This particular recurrence showed up as part of a Putnam problem last year. We are asked to solve $a_k = a_{k-1}^2 -2$ with $a_0 = 5/2$.
I know the solution is $a_k = 2^{2^k} + 2^{-2^k}$. However, all they say is "using the identity $(x+x^{-1})^2 - 2 = x^2 + x^{-2}$, we find by induction $a_k = 2^{2^k} + 2^{-2^k}$".
I'm unsure of how that yields a solution so quickly. I understand that the similarity between the identity and the recurrence may prompt one to guess that $a_k$ is of the above form, but I am not sure of how to solve that completely.
Additionally, this method seems a little bit ad hoc. Would it be a relatively simple task to use more straightforward methods if one did not notice this pattern? For example, what if the recurrence were $a_k = a_{k-1}^2 -3$ instead?

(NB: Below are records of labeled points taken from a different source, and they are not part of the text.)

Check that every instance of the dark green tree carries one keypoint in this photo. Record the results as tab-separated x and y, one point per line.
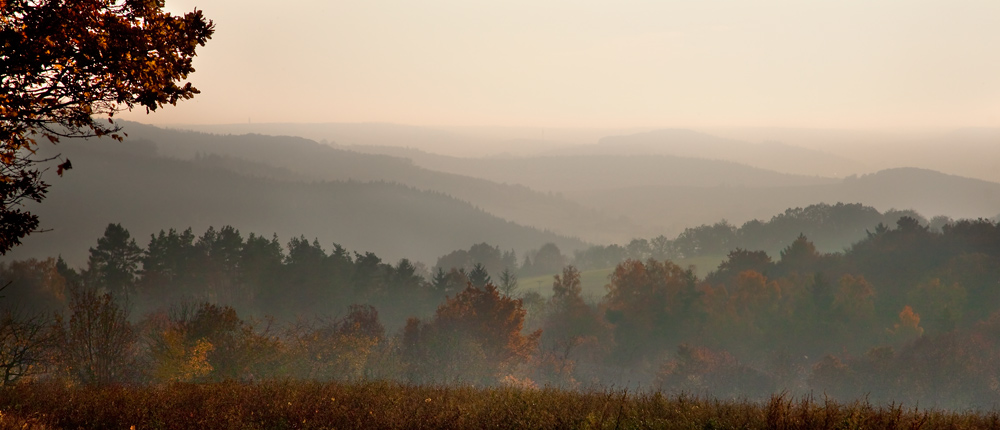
114	263
64	62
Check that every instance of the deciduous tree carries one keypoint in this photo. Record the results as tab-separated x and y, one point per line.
63	62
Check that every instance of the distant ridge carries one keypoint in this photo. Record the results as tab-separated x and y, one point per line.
774	156
127	183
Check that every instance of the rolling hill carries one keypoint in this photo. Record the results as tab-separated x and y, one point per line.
128	183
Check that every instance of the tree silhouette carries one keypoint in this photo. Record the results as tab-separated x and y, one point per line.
114	263
62	62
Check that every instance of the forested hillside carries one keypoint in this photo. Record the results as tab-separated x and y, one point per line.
313	161
128	183
907	314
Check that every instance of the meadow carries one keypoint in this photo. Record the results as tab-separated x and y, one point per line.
315	405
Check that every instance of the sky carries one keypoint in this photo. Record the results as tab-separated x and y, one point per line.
584	63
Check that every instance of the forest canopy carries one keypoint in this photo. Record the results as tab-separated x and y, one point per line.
66	66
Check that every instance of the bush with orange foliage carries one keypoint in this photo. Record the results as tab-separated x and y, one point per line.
474	337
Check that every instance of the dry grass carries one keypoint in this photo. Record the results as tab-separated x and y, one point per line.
309	405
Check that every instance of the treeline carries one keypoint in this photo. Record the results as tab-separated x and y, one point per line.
834	227
907	314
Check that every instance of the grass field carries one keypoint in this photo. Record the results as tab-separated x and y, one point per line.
593	281
311	405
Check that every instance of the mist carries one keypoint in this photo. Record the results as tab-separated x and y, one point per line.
727	202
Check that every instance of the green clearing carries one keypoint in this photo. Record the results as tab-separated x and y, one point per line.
593	281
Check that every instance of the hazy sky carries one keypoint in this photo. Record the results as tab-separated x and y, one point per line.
584	63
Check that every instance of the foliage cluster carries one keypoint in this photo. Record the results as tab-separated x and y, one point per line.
835	227
907	314
62	64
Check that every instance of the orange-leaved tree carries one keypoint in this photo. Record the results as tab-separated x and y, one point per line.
474	337
64	61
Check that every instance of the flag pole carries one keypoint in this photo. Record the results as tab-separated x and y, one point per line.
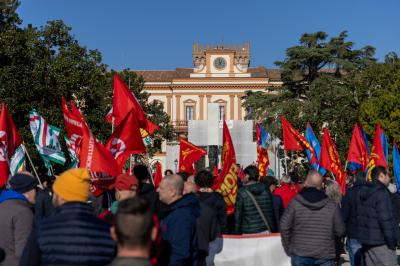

Finally, are there any good books on solving recurrences like this? The wikipedia page on recurrence relations actually has a lot of useful information for solving many different recurrences, but I could not find a method for this particular recurrence.
Thanks!
The trick is to recognize the duplication formula for the cosine function. In general, we have $$ \cos(2\theta) = 2\cos^2(\theta)-1,\qquad \cosh(2x)=2\cosh^2(x)-1 \tag{1}$$ so by assuming $a_n = 2\cosh(x_n)$ we get $\color{blue}{a_{n+1}=2\cosh(2x_n)}$.
Since $x_0=\text{arccosh}\tfrac{5}{4}$ and $\exp\text{arccosh}\tfrac{5}{4}=\color{blue}{2}$, $$ a_n = 2\cosh\left(2^n\text{arccosh}\tfrac{5}{4}\right)=\color{blue}{2^{2^n}+2^{-2^n}}\tag{2}$$ as wanted. This is essentially the only case of the logistic map leading to a simple closed form.